Escravo da palavra dita. A frase que pego emprestada para o título deste texto foi usada em suas redes sociais, em 11 de maio de 2015, pelo atual ministro-chefe da Secretaria-Geral da Presidência de Jair Bolsonaro, Onyx Lorenzoni.

Deputado pelo DEM, o gaúcho se referia ao depoimento do ex-diretor da Petrobras Nestor Cerveró à CPI na Justiça Federal do Paraná. “Cerveró ouviu de mim que em CPI quem se vale do direito [a] ‘ficar calado’ tem coisa a esconder, só bandido usa disso.”, postara o parlamentar (veja aqui).

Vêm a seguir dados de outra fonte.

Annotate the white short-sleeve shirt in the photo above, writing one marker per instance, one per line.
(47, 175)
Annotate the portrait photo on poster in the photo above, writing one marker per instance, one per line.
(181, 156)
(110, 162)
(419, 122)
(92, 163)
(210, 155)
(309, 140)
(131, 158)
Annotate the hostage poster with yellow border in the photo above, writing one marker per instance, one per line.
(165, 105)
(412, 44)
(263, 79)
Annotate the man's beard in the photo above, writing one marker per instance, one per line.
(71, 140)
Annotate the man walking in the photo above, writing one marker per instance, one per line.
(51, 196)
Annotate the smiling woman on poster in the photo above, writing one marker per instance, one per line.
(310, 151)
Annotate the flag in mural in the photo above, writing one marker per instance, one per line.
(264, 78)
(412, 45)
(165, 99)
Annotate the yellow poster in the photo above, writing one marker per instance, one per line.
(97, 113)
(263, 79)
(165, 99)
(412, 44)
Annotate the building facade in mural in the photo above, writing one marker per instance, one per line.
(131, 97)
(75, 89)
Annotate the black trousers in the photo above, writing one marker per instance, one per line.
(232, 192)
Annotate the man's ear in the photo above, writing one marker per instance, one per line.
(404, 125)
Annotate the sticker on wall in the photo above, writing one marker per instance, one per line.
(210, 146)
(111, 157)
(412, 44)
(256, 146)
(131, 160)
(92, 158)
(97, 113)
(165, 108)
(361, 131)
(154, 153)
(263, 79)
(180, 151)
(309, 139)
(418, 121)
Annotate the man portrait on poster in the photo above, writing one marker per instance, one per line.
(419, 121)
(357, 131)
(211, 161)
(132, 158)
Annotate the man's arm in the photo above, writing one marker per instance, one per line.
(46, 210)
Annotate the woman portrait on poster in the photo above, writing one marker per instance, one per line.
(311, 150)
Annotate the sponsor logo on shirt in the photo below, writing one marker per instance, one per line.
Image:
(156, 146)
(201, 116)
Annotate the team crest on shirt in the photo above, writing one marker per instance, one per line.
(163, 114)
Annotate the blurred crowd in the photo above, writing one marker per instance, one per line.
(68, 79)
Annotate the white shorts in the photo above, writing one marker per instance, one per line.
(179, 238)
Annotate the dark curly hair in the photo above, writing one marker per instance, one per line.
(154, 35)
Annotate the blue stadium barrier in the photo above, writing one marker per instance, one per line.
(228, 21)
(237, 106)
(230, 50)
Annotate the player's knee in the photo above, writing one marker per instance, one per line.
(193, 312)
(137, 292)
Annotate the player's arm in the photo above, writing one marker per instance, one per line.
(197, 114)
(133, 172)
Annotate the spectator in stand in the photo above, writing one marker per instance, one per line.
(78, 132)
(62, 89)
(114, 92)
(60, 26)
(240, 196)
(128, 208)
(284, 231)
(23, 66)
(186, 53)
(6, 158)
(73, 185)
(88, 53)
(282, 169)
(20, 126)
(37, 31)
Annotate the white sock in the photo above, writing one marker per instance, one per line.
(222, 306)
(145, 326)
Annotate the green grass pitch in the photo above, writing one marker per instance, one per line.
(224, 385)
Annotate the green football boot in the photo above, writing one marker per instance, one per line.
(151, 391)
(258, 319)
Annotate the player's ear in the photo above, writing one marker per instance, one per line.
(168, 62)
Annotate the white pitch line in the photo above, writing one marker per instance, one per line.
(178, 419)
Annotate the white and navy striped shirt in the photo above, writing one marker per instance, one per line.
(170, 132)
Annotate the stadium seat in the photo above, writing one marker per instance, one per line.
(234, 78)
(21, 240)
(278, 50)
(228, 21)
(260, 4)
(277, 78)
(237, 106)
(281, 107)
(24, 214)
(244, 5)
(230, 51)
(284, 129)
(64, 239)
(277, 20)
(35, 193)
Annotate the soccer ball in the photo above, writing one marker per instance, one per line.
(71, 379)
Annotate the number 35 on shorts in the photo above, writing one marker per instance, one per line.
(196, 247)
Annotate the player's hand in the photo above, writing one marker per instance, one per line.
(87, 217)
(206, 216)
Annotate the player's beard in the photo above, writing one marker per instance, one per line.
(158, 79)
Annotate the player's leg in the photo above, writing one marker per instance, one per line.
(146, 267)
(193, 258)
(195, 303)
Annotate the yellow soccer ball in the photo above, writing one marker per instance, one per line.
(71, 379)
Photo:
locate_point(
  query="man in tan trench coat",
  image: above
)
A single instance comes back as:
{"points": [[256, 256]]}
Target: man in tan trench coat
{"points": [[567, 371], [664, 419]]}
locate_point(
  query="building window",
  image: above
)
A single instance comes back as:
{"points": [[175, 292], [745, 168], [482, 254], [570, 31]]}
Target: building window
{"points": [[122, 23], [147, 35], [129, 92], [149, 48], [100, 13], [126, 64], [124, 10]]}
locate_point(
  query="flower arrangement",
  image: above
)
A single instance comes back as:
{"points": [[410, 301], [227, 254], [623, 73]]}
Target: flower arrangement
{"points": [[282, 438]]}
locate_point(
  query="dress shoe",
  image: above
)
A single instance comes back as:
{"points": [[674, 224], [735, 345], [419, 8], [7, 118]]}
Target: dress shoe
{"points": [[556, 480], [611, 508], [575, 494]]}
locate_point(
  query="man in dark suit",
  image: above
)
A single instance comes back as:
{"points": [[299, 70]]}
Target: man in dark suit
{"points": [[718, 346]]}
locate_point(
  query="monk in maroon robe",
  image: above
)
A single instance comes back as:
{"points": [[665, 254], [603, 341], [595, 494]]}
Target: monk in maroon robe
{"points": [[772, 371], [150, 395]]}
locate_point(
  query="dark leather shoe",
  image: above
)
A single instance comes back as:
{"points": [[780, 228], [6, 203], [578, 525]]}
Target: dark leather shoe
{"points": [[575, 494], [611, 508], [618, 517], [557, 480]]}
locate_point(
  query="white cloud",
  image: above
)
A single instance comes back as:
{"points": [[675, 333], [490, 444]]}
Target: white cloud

Nesta quinta-feira (13), a Advocacia-Geral da União recorreu ao STF que para que o ex-ministro da Saúde Eduardo Pazzuello tenha o direito reconhecido de ficar calado durante o seu depoimento na CPI da Covid, marcado para quarta-feira (19).

Seguindo o raciocínio de Lorenzoni, o obediente dono da humilhante frase dita a Jair Bolsonaro, "um manda e o outro obedece", está escondendo algo, portanto, tal silêncio é uma confissão de culpa, certo?

EM TEMPO - De acordo com o jornalista Ricardo Noblat, em seu blog (leia aqui), o ministro relator do caso, Ricardo Lewandowski (STF), irá atender o pedido de habeas corpus para que Pazuello não responda a perguntas dos senadores que possam prejudicá-lo.

Contudo, segundo Noblat, "Não quer dizer que o ministro se limitará a atender aos desejos de Pazuello. É provável que estabeleça restrições, do tipo: o general não poderá se negar a dar explicações sobre as ações do Ministério da Saúde contra a pandemia durante o período em que o comandou, nem sobre o que disse ou quis dizer, à época, em pronunciamentos públicos. É uma brecha no silêncio total".